Fish oil-supplemented diets have anti-inflammatory and immunomodulating effects, though the exact mechanism(s) are unknown. This study investigated the effects of eicosapentanenoic acid (EPA), a major component of fish oil, on transcriptional regulation of tumor necrosis factor (TNF) gene in lipopolysaccharide (LPS)-stimulated macrophages (MO).


RAW 264.7 cells, a mouse MO cell line, were grown in EPA-rich media for 24-48 h. MO were washed and exposed to Escherichia coli LPS (1 microg/ml) for 2 h. TNF mRNA expression was measured by Northern blot assays. Total nuclear extracts were harvested for the measurement of NF kappa B with electrophoretic mobility shift assays. Supershift assays were performed with anti-P50 or anti-P65 antibodies to show components of NF kappa B dimers. TNF production was determined by L929 bioassays.

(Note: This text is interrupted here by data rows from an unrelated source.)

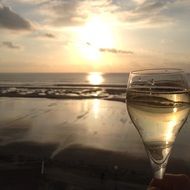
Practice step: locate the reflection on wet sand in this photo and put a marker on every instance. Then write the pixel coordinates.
(93, 134)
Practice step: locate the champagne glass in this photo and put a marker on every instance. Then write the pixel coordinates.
(158, 105)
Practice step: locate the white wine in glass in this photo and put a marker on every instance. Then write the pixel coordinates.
(158, 105)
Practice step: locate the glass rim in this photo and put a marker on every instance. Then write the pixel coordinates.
(161, 71)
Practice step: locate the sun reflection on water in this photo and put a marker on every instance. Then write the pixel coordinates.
(95, 78)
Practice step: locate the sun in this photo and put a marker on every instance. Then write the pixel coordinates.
(95, 34)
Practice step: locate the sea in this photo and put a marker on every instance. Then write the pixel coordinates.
(110, 86)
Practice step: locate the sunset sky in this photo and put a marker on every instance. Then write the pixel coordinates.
(93, 35)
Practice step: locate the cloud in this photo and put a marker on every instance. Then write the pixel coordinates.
(113, 50)
(48, 35)
(11, 20)
(149, 12)
(10, 45)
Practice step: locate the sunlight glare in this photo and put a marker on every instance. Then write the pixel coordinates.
(95, 78)
(95, 34)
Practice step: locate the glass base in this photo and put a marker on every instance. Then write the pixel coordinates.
(158, 172)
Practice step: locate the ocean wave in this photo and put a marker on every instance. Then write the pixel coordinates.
(108, 92)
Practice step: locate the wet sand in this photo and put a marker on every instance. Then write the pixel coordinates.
(91, 137)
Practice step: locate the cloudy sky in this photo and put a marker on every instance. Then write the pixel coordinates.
(93, 35)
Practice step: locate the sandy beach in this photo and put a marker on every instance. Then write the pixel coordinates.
(91, 137)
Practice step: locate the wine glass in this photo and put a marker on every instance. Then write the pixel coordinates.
(158, 105)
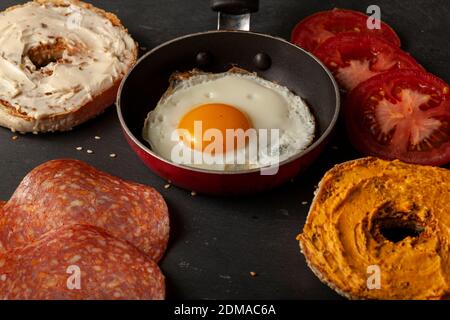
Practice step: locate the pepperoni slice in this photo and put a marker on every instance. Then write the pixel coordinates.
(315, 29)
(79, 262)
(64, 192)
(402, 114)
(354, 58)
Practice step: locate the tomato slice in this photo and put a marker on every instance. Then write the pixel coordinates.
(315, 29)
(354, 58)
(401, 114)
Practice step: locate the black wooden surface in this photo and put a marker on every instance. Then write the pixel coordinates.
(217, 242)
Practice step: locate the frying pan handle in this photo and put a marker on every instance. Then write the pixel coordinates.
(235, 6)
(234, 14)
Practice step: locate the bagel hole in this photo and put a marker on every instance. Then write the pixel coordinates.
(395, 230)
(46, 53)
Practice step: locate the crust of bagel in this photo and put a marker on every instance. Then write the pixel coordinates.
(322, 187)
(20, 122)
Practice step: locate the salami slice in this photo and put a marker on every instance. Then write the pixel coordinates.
(79, 262)
(65, 192)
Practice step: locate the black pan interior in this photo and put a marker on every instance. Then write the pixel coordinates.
(290, 67)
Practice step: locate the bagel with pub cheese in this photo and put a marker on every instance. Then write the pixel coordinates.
(387, 217)
(61, 63)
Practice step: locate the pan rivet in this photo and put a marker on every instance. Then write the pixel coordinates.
(203, 58)
(262, 61)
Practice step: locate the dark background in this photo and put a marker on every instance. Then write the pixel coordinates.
(216, 242)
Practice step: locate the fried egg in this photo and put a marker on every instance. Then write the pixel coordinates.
(220, 102)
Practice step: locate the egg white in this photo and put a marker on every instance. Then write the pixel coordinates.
(266, 104)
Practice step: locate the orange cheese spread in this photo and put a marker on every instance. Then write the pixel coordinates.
(387, 214)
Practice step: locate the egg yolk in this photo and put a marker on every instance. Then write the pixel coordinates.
(212, 116)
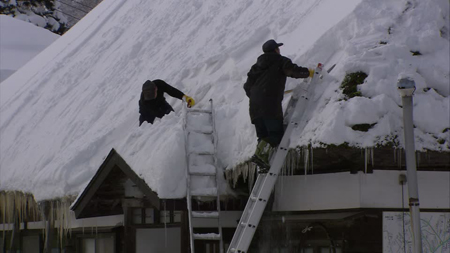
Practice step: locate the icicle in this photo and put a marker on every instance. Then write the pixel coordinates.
(372, 155)
(395, 155)
(312, 160)
(306, 157)
(165, 225)
(418, 159)
(365, 160)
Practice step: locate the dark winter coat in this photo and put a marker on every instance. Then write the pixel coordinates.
(266, 83)
(158, 107)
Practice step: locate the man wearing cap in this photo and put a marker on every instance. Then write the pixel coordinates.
(265, 86)
(153, 104)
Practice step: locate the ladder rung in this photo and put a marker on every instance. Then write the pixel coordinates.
(207, 192)
(199, 110)
(205, 170)
(205, 174)
(202, 153)
(209, 236)
(200, 131)
(198, 214)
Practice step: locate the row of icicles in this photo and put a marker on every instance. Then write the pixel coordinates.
(18, 207)
(296, 157)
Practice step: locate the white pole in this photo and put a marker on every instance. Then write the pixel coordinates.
(406, 88)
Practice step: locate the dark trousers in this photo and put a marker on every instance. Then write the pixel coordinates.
(269, 130)
(161, 112)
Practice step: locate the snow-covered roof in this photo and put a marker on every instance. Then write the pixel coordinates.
(62, 113)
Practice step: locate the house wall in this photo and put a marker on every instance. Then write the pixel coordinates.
(380, 189)
(158, 240)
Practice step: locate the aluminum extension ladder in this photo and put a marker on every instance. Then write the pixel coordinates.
(202, 179)
(265, 183)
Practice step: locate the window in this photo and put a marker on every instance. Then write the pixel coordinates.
(149, 216)
(143, 216)
(99, 244)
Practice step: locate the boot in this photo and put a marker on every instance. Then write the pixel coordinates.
(261, 156)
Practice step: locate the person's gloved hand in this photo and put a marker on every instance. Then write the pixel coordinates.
(190, 101)
(311, 72)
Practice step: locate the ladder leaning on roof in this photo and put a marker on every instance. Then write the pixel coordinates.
(264, 184)
(201, 146)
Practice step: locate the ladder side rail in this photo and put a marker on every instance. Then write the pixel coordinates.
(243, 236)
(251, 217)
(188, 180)
(215, 140)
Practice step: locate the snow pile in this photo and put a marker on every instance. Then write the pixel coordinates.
(19, 42)
(62, 114)
(388, 41)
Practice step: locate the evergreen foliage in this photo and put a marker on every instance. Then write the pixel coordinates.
(51, 18)
(350, 83)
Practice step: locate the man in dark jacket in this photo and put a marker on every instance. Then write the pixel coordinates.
(265, 88)
(153, 104)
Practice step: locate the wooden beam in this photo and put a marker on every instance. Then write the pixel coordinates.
(150, 195)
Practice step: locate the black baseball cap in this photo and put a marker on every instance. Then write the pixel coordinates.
(270, 46)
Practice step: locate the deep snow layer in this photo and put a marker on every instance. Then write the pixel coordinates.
(60, 116)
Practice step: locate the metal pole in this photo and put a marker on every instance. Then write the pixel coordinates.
(406, 88)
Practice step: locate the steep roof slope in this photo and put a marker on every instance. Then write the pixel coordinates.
(60, 117)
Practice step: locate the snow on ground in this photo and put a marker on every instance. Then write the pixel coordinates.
(61, 115)
(19, 42)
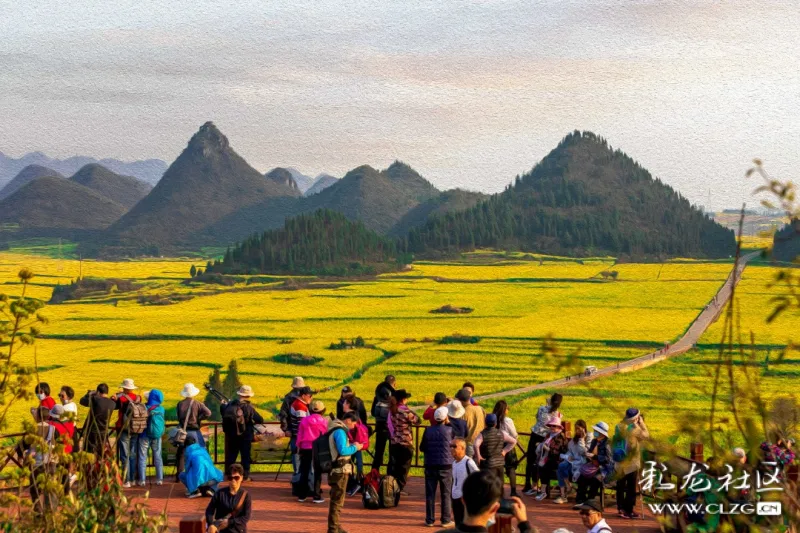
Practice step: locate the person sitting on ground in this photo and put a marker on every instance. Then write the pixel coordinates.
(626, 453)
(67, 395)
(435, 445)
(439, 399)
(598, 467)
(491, 447)
(356, 404)
(200, 476)
(481, 496)
(229, 508)
(570, 466)
(401, 446)
(455, 418)
(538, 433)
(548, 455)
(311, 427)
(341, 452)
(42, 392)
(592, 517)
(475, 418)
(471, 388)
(359, 434)
(463, 466)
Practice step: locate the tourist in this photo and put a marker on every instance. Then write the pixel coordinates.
(491, 447)
(67, 395)
(42, 392)
(342, 467)
(200, 476)
(356, 404)
(538, 434)
(190, 414)
(471, 388)
(239, 418)
(598, 467)
(482, 492)
(474, 417)
(435, 445)
(628, 436)
(229, 508)
(127, 440)
(359, 434)
(548, 454)
(310, 428)
(286, 405)
(285, 419)
(592, 517)
(439, 399)
(463, 466)
(455, 418)
(152, 437)
(380, 411)
(570, 466)
(401, 447)
(101, 408)
(297, 412)
(506, 425)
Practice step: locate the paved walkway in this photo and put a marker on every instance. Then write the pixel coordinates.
(701, 323)
(275, 511)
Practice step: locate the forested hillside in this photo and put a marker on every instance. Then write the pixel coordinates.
(583, 198)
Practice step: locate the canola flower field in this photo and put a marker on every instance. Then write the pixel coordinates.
(516, 301)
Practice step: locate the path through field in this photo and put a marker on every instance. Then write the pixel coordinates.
(708, 316)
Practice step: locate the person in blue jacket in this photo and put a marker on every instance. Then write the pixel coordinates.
(341, 451)
(151, 438)
(200, 475)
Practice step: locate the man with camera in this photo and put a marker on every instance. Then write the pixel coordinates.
(482, 498)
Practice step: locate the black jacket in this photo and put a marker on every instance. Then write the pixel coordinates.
(380, 404)
(251, 418)
(362, 411)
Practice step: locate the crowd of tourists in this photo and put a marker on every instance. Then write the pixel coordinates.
(469, 451)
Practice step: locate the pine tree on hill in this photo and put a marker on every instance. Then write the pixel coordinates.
(583, 198)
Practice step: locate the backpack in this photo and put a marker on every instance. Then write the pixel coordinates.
(371, 494)
(620, 447)
(136, 415)
(233, 418)
(389, 492)
(322, 453)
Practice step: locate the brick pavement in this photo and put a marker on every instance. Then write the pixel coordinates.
(275, 511)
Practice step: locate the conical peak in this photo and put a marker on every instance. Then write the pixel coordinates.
(209, 137)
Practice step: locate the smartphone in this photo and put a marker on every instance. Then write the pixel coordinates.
(506, 506)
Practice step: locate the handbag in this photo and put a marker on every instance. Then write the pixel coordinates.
(177, 435)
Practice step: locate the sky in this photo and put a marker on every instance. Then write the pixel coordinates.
(468, 93)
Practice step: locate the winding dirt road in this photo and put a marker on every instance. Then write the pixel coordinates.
(701, 323)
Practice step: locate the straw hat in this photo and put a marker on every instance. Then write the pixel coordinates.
(455, 409)
(245, 391)
(190, 391)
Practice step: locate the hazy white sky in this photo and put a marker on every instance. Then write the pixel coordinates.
(468, 93)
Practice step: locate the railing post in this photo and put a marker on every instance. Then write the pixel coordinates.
(696, 452)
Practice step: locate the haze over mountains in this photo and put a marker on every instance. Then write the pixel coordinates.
(148, 170)
(583, 198)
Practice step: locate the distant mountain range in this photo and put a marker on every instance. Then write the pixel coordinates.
(148, 170)
(583, 198)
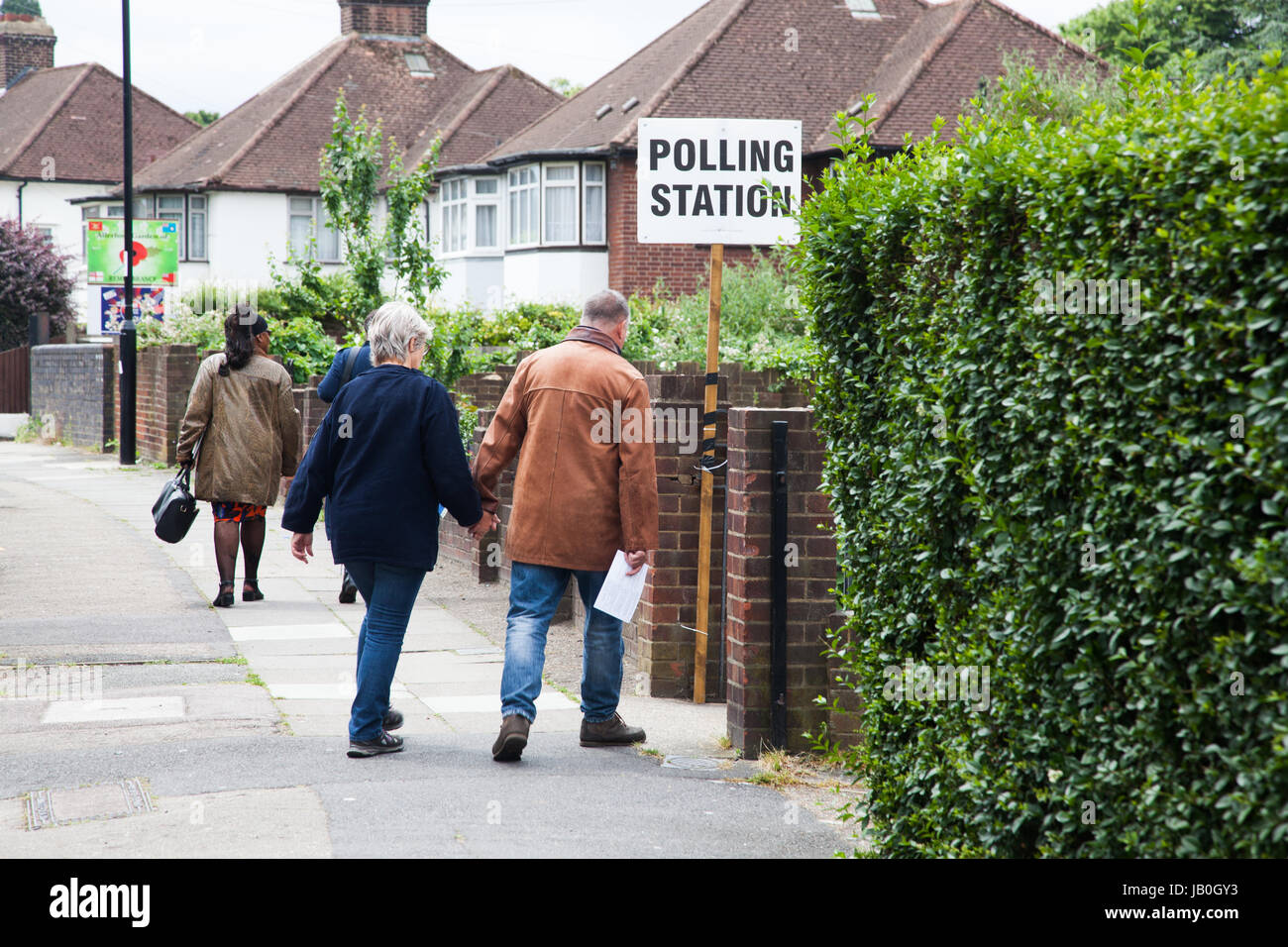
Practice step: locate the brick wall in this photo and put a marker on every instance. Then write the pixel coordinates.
(26, 42)
(387, 17)
(165, 376)
(634, 266)
(312, 411)
(75, 384)
(810, 578)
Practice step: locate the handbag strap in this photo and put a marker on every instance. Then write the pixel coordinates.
(348, 367)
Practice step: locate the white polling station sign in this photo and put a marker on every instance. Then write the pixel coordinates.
(717, 180)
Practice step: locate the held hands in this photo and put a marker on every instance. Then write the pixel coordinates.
(485, 525)
(301, 545)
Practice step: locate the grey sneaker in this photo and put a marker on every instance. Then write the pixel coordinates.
(511, 740)
(613, 732)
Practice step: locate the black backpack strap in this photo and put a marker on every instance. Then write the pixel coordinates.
(348, 367)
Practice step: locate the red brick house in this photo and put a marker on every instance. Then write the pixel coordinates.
(567, 182)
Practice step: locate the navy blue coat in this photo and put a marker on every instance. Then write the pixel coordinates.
(330, 385)
(386, 455)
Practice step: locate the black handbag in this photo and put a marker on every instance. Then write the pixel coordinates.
(175, 509)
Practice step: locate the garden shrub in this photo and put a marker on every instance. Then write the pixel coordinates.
(1090, 506)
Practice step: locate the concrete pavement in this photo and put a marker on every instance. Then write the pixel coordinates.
(222, 732)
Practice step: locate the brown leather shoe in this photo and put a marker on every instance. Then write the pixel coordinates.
(613, 732)
(511, 740)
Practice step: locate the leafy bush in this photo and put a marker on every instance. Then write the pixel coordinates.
(304, 347)
(1090, 506)
(1223, 34)
(33, 279)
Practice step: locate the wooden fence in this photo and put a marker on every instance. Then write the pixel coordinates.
(16, 380)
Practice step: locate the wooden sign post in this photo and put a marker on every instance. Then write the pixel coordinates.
(708, 454)
(717, 182)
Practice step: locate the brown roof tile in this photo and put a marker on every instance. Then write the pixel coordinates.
(273, 141)
(804, 59)
(72, 115)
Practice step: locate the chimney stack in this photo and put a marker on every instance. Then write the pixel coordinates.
(26, 40)
(402, 18)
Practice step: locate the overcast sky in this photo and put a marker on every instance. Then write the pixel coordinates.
(215, 55)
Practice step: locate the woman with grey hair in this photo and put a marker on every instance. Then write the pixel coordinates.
(386, 455)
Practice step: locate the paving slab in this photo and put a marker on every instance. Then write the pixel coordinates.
(243, 823)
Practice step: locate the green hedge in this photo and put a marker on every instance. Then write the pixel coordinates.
(1091, 508)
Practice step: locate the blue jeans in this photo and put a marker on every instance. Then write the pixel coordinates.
(535, 592)
(389, 592)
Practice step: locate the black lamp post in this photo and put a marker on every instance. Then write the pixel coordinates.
(128, 338)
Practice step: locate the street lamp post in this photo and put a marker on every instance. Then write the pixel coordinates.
(128, 337)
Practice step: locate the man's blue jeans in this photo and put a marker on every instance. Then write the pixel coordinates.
(389, 592)
(535, 594)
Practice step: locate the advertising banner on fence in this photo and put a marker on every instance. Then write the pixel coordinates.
(717, 180)
(156, 252)
(149, 302)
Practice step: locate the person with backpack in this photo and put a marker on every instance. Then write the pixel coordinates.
(349, 363)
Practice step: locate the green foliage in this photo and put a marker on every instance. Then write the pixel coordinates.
(22, 7)
(526, 328)
(1222, 34)
(1093, 508)
(1057, 93)
(352, 174)
(29, 431)
(300, 341)
(330, 298)
(304, 347)
(761, 324)
(566, 86)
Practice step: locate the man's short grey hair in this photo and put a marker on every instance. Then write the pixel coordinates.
(606, 308)
(393, 326)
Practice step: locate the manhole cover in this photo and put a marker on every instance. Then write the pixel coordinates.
(691, 763)
(60, 806)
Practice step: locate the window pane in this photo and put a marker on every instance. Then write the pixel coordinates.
(561, 214)
(301, 228)
(197, 235)
(532, 204)
(484, 224)
(593, 214)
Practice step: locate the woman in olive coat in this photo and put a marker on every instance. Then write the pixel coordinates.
(244, 427)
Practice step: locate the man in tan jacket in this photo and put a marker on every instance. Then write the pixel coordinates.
(579, 497)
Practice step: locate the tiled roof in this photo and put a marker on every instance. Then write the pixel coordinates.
(804, 59)
(72, 115)
(273, 141)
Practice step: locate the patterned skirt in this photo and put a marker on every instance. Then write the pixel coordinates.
(228, 512)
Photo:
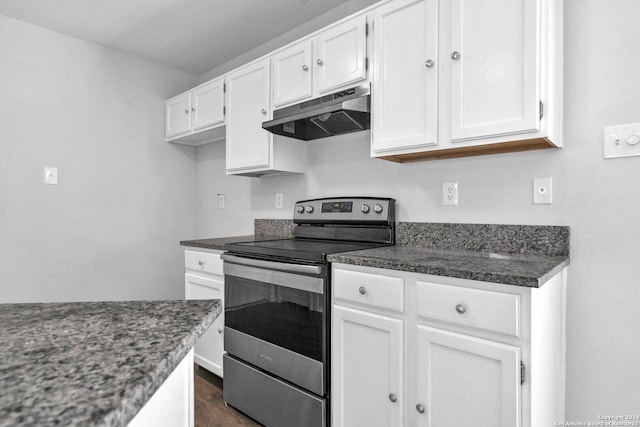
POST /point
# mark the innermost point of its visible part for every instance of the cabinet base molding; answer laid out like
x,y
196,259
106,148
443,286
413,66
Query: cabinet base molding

LPS stimulated RAW cell TNF mRNA expression and NF kappa B activity. In contrast, RAW cells grown in EPA-rich media had less TNF mRNA expression and an altered composition of the NF kappa B subunits (P65/P50 dimers) in the presence of LPS. TNF production by LPS-stimulated MO was reduced by EPA.


The inhibitory effect of EPA on LPS-stimulated MO TNF gene transcription and protein elaboration is, in part, mediated through altering NF kappa B activation by reducing the P65/P50 dimers.